Categories
Reviews

Ursula Schulz-Dornburg: Bricks and Mortals at Gallery Luisotti

BY Catherine Wagley, February 20, 2017

Ursula Schulz-Dornburg, Chagan, Kazakhstan, Airfield Shelters of Nuclear Test Site, 2012. Courtesy Gallery Luisotti

For the January 18 episode of her show Full Frontal, comedian Samantha Bee invited journalist Masha Gessen into her “bunker,” a hidden room behind a bookshelf, inside a Soul Cycle gym. Bee asked Gessen, who fled Putin’s Russia after years as a reporter there, about living under autocracy and Gessen spoke matter-of-factly about her biggest fear: “Really it’s the nuclear holocaust that I’m worrying about.” At least Bee has a bunker.

The specter of nuclear threat, and threats to environment and idealism in general, haunt Ursula Schulz-Dornburg’s photographs of the Semipalatinsk Nuclear Test Site in Kazakhstan, a radiation hot spot shut down in 1991. These black-and-white images, made in 2012, are simultaneously the most romantic and unnerving in Brick and Mortals, at Gallery Luisotti through March 25. The remains of stern concrete structures rest on barren gray landscapes, the centered compositions recalling better-known work by the Bechers and, more subtly, Lewis Baltz. This is unsurprising given that Schulz-Dornburg, a contemporary of the New Topographics, shares their interest in pitting the aspirational man-made against nature. Her image of nuclear test site #34 portrays an angled stand-alone concrete wall, looking more like a neglected monument than anything functional. Her image of test site #15 shows only a concrete block tucked snugly into rugged earth. Stylistically, these photographs recall work we’ve seen before (by Schulz-Dornburg and others since the 1970s), and their general content — abandoned, formerly functional modernism — has been depicted in countless ways. But their familiarity suggests continuity over datedness – they belong to a still-resonant image-making tradition.
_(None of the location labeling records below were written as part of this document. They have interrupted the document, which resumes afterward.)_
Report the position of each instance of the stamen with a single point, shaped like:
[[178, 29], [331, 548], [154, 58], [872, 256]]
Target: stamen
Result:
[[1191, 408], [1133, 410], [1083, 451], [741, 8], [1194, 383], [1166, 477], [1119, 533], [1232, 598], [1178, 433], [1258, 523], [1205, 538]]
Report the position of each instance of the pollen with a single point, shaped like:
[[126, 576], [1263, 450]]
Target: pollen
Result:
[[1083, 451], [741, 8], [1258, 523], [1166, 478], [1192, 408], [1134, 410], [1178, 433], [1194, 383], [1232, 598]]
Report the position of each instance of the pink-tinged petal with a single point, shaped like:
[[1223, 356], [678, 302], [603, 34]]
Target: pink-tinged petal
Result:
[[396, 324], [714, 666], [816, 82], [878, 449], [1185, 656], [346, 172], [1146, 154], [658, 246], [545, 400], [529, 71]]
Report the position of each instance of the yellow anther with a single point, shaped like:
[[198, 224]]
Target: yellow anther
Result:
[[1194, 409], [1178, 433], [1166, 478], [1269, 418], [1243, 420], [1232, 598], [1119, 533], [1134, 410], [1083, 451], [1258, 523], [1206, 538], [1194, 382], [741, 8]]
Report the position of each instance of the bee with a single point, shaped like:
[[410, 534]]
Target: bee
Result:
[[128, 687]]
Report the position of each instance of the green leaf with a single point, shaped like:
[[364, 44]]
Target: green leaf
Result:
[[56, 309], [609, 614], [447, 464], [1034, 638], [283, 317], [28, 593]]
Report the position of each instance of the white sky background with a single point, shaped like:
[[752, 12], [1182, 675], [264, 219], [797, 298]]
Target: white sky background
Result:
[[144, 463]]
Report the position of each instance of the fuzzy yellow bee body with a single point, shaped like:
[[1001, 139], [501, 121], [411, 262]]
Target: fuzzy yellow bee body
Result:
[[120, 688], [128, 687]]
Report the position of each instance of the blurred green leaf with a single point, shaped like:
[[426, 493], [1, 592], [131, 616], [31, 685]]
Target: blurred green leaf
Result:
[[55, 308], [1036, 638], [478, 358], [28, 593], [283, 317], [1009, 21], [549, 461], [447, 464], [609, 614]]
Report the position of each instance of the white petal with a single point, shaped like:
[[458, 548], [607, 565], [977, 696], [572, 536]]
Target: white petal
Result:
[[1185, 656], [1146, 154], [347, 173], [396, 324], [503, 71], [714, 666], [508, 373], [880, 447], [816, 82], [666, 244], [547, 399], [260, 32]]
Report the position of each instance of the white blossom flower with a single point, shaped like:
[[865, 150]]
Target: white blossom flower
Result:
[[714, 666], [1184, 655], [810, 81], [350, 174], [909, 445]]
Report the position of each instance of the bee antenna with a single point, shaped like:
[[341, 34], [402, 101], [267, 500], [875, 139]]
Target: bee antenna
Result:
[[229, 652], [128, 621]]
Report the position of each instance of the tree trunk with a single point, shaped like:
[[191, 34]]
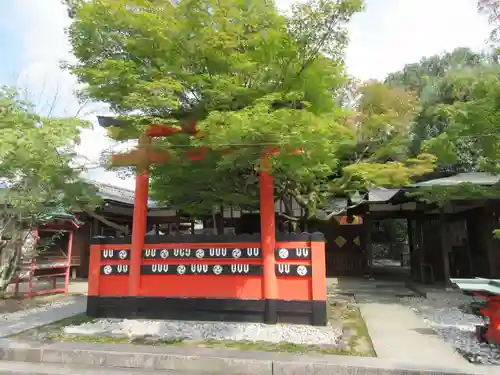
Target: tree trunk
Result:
[[10, 256]]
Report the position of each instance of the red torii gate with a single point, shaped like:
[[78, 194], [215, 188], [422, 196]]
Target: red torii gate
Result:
[[145, 155]]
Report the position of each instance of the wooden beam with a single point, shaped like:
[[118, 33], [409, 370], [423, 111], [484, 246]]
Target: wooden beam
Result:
[[109, 223]]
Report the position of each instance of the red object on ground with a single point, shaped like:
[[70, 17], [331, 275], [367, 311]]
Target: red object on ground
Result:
[[51, 270], [492, 311]]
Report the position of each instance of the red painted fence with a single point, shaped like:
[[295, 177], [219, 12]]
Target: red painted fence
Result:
[[210, 278]]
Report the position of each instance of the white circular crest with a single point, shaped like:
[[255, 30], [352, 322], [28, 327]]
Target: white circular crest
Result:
[[302, 270], [283, 253]]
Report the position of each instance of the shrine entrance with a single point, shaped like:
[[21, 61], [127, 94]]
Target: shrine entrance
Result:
[[266, 277]]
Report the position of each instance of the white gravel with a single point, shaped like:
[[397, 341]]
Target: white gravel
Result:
[[174, 329], [25, 314], [455, 327]]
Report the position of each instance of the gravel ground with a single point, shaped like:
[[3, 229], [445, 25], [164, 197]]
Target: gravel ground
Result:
[[22, 314], [456, 327], [172, 330]]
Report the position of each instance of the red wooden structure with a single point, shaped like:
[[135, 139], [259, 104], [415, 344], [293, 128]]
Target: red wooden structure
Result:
[[51, 265], [488, 289], [490, 332], [238, 278]]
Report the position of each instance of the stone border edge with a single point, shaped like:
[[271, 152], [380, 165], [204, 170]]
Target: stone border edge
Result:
[[208, 361]]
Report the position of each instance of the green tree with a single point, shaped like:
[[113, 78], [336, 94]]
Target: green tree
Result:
[[36, 173], [491, 8], [254, 80], [435, 81]]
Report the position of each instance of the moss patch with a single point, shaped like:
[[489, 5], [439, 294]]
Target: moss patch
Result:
[[11, 304], [355, 341]]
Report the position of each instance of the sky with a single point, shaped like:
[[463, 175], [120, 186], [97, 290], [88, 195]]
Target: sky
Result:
[[385, 37]]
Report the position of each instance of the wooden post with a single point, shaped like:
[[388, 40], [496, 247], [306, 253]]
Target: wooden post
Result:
[[268, 238], [367, 223], [139, 222], [445, 246], [409, 233]]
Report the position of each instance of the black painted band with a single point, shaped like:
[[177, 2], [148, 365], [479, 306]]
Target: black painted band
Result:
[[284, 269], [292, 253], [201, 269], [115, 269], [226, 238], [123, 254], [203, 253]]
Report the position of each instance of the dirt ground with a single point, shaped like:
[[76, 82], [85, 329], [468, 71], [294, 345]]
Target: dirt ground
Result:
[[9, 303]]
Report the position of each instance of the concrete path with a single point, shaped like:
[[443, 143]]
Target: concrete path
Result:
[[398, 333], [20, 321], [27, 368]]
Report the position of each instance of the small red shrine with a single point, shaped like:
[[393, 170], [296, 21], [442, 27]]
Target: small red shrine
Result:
[[264, 277]]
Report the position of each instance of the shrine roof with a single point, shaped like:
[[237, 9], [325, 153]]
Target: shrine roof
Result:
[[119, 194]]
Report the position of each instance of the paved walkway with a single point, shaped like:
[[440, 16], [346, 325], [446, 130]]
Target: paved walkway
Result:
[[397, 332], [26, 368], [14, 323]]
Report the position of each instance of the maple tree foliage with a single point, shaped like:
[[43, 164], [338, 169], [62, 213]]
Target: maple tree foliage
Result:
[[491, 8], [36, 174], [255, 80]]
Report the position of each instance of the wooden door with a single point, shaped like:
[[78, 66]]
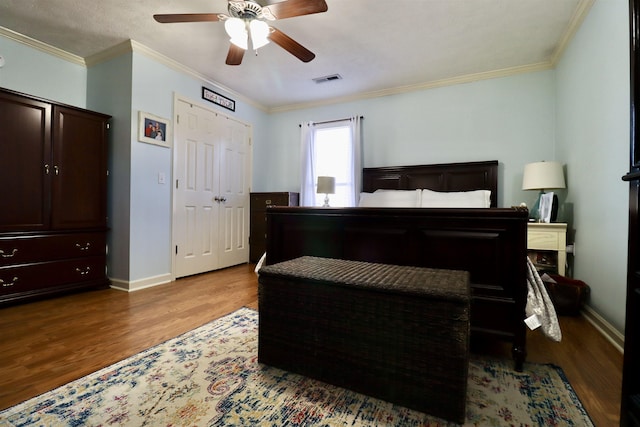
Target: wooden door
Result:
[[195, 222], [25, 157], [79, 169], [211, 195], [234, 190]]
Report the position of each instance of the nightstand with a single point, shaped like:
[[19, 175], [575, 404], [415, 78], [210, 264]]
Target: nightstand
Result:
[[547, 245]]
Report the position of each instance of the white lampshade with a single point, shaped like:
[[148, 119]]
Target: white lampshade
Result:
[[259, 32], [237, 31], [543, 176], [326, 185]]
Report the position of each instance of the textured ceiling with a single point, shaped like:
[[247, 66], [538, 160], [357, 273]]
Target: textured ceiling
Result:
[[376, 46]]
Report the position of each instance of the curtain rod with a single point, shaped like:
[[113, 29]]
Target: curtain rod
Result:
[[332, 121]]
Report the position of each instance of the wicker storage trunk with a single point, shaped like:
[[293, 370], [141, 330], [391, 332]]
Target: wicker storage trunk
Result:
[[397, 333]]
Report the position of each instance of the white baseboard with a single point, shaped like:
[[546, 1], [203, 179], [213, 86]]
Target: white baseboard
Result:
[[136, 285], [614, 336]]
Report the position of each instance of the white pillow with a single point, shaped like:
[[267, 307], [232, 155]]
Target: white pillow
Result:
[[390, 199], [457, 199]]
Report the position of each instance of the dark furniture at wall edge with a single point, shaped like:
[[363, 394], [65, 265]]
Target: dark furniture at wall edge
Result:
[[53, 224], [630, 398], [259, 202], [489, 243]]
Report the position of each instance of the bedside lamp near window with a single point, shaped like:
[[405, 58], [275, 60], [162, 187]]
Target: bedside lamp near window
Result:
[[326, 186], [543, 176]]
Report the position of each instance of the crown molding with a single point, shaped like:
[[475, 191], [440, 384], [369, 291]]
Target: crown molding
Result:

Ursula Schulz-Dornburg, Opytnoe Pole, Kazakhstan, Semipalatinsk Nuclear Test Site, 2012. Courtesy Gallery Luisotti

In a 2004 essay, Rebecca Solnit considered Nevada’s nuclear test site, wondering why, even as a thousand nuclear bombs went off in their homeland, U.S. anti-nuclear activists continued “arguing about nuclear war as a terrible possibility rather than an ongoing regional catastrophe?” Haven’t we already been suffering the effects, through radiation and ravaged landscapes?

Medina to Jordan Border, Hejaz Railway, Saudi Arabia (2002-2003), also on view, depicts what remains of a railway connecting Medina, Saudi Arabia, to Damascus, Syria. It was built in 1908 and closed by 1920 due to war and unrest. There is so little in these minimal, quiet images. One depicts two partially visible rails moving off into a sandy horizon – an efficient reminder that this story of damage, unrest and misguided ambition continues.